Państwowy Instytut Wydawniczy wydał IV tom Witkacego „Listów do żony" (1936–1939). To ważne świadectwo duchowych rozterek wielkiego artysty, kronika jego burzliwego życia. To także historia małżeńskiej miłości, choć mąż i żona pozostawali wolni i robili, co chcieli.
Korespondencję przerwała samobójcza śmierć artysty 18 września 1939. Treść listów każe zrewidować tezę, że Witkacy odebrał sobie życie z powodu wkroczenia Armii Czerwonej do Polski. Z lektury wynika bowiem, że co parę dni zastanawiał się nad samobójstwem z powodu postępującego zniedołężnienia lub depresji. Żył przecież z portretowania, a tracił słuch i miał kłopoty ze wzrokiem. Nie mógł chodzić, a uwielbiał wędrówki górskie. Jego kłopoty zdrowotne można by mnożyć.
Nie lepiej było z psychiką. Załamał się z powodu ostrych konfliktów z kochankami. Nie miał z czego żyć, a ścigał go urząd skarbowy i odwiedzał komornik.
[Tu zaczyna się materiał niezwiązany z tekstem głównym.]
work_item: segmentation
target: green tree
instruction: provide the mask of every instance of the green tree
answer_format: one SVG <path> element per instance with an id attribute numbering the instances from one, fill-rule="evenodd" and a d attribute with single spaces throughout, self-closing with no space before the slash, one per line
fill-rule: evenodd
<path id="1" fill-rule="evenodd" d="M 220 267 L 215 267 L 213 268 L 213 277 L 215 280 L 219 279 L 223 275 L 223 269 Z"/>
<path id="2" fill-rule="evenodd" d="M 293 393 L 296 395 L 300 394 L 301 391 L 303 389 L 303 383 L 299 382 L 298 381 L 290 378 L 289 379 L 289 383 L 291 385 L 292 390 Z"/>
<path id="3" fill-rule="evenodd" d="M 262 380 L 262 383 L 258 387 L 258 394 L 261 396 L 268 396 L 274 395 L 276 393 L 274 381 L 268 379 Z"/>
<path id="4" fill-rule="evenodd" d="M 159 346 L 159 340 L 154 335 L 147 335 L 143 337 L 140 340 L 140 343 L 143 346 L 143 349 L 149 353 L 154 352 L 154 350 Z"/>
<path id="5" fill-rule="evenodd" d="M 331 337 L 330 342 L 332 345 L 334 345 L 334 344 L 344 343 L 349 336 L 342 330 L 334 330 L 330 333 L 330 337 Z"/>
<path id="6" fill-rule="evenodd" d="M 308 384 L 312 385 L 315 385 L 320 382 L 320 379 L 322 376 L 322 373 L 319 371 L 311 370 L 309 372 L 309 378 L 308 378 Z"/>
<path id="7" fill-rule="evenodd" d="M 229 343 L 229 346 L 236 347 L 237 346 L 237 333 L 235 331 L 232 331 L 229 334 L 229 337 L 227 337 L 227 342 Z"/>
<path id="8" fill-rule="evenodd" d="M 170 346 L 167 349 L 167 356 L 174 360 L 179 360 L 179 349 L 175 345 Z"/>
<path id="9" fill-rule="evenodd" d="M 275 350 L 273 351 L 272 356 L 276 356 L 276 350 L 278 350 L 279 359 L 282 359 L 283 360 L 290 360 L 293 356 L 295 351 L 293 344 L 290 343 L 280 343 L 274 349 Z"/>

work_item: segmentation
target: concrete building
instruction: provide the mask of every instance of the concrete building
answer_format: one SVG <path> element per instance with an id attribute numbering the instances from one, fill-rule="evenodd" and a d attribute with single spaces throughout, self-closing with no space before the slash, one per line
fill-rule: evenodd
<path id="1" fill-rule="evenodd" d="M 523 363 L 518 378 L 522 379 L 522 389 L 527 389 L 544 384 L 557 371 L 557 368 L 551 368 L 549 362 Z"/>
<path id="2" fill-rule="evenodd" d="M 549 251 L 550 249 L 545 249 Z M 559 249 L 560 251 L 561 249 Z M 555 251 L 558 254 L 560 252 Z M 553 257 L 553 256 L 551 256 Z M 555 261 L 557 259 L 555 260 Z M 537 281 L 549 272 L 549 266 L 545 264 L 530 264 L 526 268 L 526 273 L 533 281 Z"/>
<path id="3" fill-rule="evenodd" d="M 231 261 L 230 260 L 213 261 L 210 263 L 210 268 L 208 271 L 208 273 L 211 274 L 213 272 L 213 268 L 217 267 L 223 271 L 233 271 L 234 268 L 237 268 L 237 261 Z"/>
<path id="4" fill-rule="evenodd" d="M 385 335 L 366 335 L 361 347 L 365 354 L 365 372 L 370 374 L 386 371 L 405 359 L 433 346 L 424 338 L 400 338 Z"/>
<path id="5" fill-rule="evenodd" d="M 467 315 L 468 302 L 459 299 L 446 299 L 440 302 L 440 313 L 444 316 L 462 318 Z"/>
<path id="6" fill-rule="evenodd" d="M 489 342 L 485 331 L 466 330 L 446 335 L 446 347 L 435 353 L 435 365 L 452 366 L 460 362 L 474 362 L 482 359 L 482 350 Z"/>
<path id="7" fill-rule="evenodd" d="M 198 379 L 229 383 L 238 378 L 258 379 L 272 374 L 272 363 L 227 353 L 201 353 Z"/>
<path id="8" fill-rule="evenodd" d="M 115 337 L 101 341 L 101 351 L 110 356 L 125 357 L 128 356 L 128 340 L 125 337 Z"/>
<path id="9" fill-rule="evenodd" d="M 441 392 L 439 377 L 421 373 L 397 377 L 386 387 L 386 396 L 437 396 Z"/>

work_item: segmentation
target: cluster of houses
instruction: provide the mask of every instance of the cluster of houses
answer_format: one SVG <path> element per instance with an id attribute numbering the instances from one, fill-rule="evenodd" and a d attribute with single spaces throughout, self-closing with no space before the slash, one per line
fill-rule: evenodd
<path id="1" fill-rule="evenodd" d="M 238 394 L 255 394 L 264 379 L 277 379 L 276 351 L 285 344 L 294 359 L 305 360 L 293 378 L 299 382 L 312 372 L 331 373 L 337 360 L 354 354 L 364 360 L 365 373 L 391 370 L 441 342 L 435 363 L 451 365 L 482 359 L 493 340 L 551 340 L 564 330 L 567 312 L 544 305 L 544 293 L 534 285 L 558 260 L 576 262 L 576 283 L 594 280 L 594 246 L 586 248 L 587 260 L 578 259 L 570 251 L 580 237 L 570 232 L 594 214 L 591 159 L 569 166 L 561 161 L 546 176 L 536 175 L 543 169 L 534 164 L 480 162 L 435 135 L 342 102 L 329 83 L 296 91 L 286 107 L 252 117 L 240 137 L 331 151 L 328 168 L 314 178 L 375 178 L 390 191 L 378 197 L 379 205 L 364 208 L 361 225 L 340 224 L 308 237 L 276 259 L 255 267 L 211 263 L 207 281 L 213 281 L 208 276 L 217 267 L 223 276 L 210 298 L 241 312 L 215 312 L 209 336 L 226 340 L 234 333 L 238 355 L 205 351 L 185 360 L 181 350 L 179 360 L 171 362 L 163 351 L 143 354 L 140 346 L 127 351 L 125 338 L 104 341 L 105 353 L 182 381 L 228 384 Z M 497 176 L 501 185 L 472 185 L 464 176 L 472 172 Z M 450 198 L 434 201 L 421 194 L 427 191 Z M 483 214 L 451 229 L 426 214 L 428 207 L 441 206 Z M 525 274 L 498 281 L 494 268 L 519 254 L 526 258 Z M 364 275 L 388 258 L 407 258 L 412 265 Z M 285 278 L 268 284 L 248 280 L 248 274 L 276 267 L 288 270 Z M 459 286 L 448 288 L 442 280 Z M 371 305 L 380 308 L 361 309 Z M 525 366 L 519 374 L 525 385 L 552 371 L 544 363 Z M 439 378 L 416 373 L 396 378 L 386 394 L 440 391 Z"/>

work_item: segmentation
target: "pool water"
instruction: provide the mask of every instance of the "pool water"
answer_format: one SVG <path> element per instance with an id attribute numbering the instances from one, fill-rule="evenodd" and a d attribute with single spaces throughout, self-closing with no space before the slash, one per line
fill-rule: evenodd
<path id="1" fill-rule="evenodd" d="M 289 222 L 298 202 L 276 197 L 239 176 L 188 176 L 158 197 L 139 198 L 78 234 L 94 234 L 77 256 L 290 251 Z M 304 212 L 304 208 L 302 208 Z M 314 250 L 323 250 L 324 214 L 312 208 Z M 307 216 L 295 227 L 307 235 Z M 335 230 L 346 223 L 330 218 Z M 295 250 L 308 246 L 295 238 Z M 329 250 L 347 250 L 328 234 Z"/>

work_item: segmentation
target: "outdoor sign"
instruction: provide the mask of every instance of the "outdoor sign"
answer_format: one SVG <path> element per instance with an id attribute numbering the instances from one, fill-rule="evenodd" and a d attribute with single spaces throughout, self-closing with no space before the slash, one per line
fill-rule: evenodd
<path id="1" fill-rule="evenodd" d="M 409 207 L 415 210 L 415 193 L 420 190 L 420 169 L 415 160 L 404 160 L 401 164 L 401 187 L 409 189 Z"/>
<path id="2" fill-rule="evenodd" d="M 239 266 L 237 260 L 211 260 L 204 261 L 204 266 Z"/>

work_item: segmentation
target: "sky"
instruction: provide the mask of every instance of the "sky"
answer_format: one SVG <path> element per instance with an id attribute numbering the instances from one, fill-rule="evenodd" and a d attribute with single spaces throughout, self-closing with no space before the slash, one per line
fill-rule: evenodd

Jak więc wyważyć powody ostatecznej decyzji?
Gdyby ktoś sfilmował IV tom korespondencji Witkacego, powstałoby kino akcji jak przeboje Quentina Tarantino. W 1936 roku uwiódł 17-letnią manikiurzystkę, narzeczoną zakopiańskiego fryzjera. Wybucha ogólnopolski skandal. Witkacy się załamuje, bo rzuca go wieloletnia kochanka Czesława Oknińska. Fryzjer grozi zemstą. Artysta miesiącami unika Zakopanego, znajomi doradzają pojedynek z fryzjerem. Witkacy po swojemu mści się na fryzjerze, wchodzi do jego zakładu i... każe się ogolić brzytwą.
Porywa dziewczynę do Warszawy. Wynajmuje jej mieszkanie, stara się zrobić z niej filmową gwiazdę. Urodą Marii Zarotyńskiej, bo o nią chodzi, zachwyca się Władysław Tatarkiewicz. Zachowały się listy Witkacego do Marii. On ją kochał, ale kochał też Czesławę Oknińską i – jak najbardziej – żonę.